This phyllo dough is inspired by traditional recipes from Crete and Epirus. When we think of phyllo, we think of very thin sheets, as used in baklava. This phyllo is thicker, and though still used in layers, provides a sturdy but delicious crust for pies. It is not difficult to make, but even in Greece is somewhat of a dying art. Only a generation back, women would make phyllo every day to wrap the bounty of Mediterranean gardens, a task they learned as young girls. Nowadays, most phyllo is made in large commercial operations. Zatinya is one of the only Greek restaurants I know of in the U.S. that still makes its own phyllo dough the traditional way.
- 6–8 sheets (for 1 large, or 2 smaller pies)
- 4 cups (500 grams) bread flour
- 1½ teaspoons salt
- 2 tablespoons vinegar
- ⅓ cup olive oil
- About 1 cup water, or more as needed
- Cornstarch to roll the phyllo
Mix all dry ingredients, then make a well in the center and pour in olive oil, vodka and club soda. Mix and knead well (for about 8 minutes) to make a smooth and elastic dough. Let rest for 20 minutes and up to 2 hours, or refrigerate for up to 3 days, but bring to room temperature before proceeding further.
Divide into 6 parts, shape each piece into a ball, cover and let rest for 10 minutes.
Roll each piece on a floured surface to make a large, almost transparent thin sheet, and place on a clean cloth as you roll the rest of the sheets.
Hortopita (Greens, scallion and herb pie)
Adapted from Aglaia Kremezi’s Mediterranean Vegetarian Feasts
Simple pies made of vegetables are a staple of the Mediterranean diet, especially on the Greek islands where meat is a luxury because of cost and the lack of grazing land for animals. But sunshine is abundant, and so are vegetable gardens. This is a typical pie made of fresh greens, herbs and cheeses. It is delicious as main course on a summer day.
- 2 pounds mixed greens (spinach, arugula, chard, beet greens), washed, drained and finely chopped
- ½ cup olive oil and more for the phyllo
- 15 scallions, white and most green parts, finely chopped
- 2 cleaned leeks, white parts and 3 inches of the green, finely sliced
- 1 cup dill, finely chopped
- 2 cups parsley, leaves and tender stems, finely chopped
- 2–3 eggs, lightly beaten
- ½ cup mint leaves, finely chopped
- 1 cup chervil, leaves and tender stems, finely chopped
- 1 pound feta cheese, crumbled
- 1 cup grated aged cheddar
- ½ cup currants (optional)
- Salt and pepper to taste
- Homemade phyllo or thick commercial phyllo, at room temperature
- Bulgur flour, breadcrumbs or cornmeal as needed
Rinse the greens. Drain briefly and place in a large pot while still wet. Cook over high heat, stirring, until wilted. Let cool. Squeeze the excess liquid from the wilted greens with your hands, then coarsely chop them.

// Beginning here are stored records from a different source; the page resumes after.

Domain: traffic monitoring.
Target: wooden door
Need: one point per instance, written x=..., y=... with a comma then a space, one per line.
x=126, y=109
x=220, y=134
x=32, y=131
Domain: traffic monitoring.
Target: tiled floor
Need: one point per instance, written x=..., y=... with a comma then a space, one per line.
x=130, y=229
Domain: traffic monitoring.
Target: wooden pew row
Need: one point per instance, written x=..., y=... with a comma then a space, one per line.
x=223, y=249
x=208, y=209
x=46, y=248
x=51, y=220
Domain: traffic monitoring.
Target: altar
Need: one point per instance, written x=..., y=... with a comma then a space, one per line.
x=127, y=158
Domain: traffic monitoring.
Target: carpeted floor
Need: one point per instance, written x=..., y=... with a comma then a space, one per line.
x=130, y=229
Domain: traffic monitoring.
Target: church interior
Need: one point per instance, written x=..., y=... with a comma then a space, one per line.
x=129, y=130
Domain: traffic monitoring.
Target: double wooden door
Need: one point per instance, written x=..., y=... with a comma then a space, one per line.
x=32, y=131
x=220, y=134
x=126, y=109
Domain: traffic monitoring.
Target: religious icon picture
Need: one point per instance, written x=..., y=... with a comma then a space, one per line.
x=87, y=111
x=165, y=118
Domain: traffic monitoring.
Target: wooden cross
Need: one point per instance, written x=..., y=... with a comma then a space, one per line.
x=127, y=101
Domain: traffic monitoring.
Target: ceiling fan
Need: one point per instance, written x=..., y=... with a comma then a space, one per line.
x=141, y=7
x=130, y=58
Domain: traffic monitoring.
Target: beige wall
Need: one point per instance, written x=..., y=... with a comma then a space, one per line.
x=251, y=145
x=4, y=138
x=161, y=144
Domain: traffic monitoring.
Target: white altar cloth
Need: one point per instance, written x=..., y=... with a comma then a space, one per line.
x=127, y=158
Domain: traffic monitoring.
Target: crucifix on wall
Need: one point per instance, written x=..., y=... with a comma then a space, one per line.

In a large skillet, heat ¼ cup of olive oil and sauté the scallions and leeks over medium heat for 6–8 minutes, or until tender. Add the wilted greens, the parsley and 3 tablespoons of the oil and sauté for 3–4 minutes, or until most of the liquid has evaporated. Remove from the heat and add the eggs, cheeses, dill and other herbs, currants, if using and pepper to taste. Taste and add salt if necessary, feta is usually quite salty. Set aside to cool.
Preheat oven to 375°F.
Line a baking sheet with parchment paper and oil it lightly. Lay 2 sheets of phyllo, lightly oil them, then add another 2 sheets, oil them, and do the same with 2 more sheets of phyllo. Sprinkle liberally with bulgur or breadcrumbs, then carefully spread the greens mixture, pressing and spreading evenly. Lay another 6 sheets of phyllo on top, lightly oiling every second sheet. Cut excess phyllo around and fold the phyllo inwards to seal the pie, pressing with a fork so that the borders won’t be higher than the center, because they will burn. Cut a cross on the top layer to let the steam out as the pie bakes. Bake for 45 minutes to 1 hour, until well browned on top and bottom. Let cool for at least 20 minutes before cutting to serve.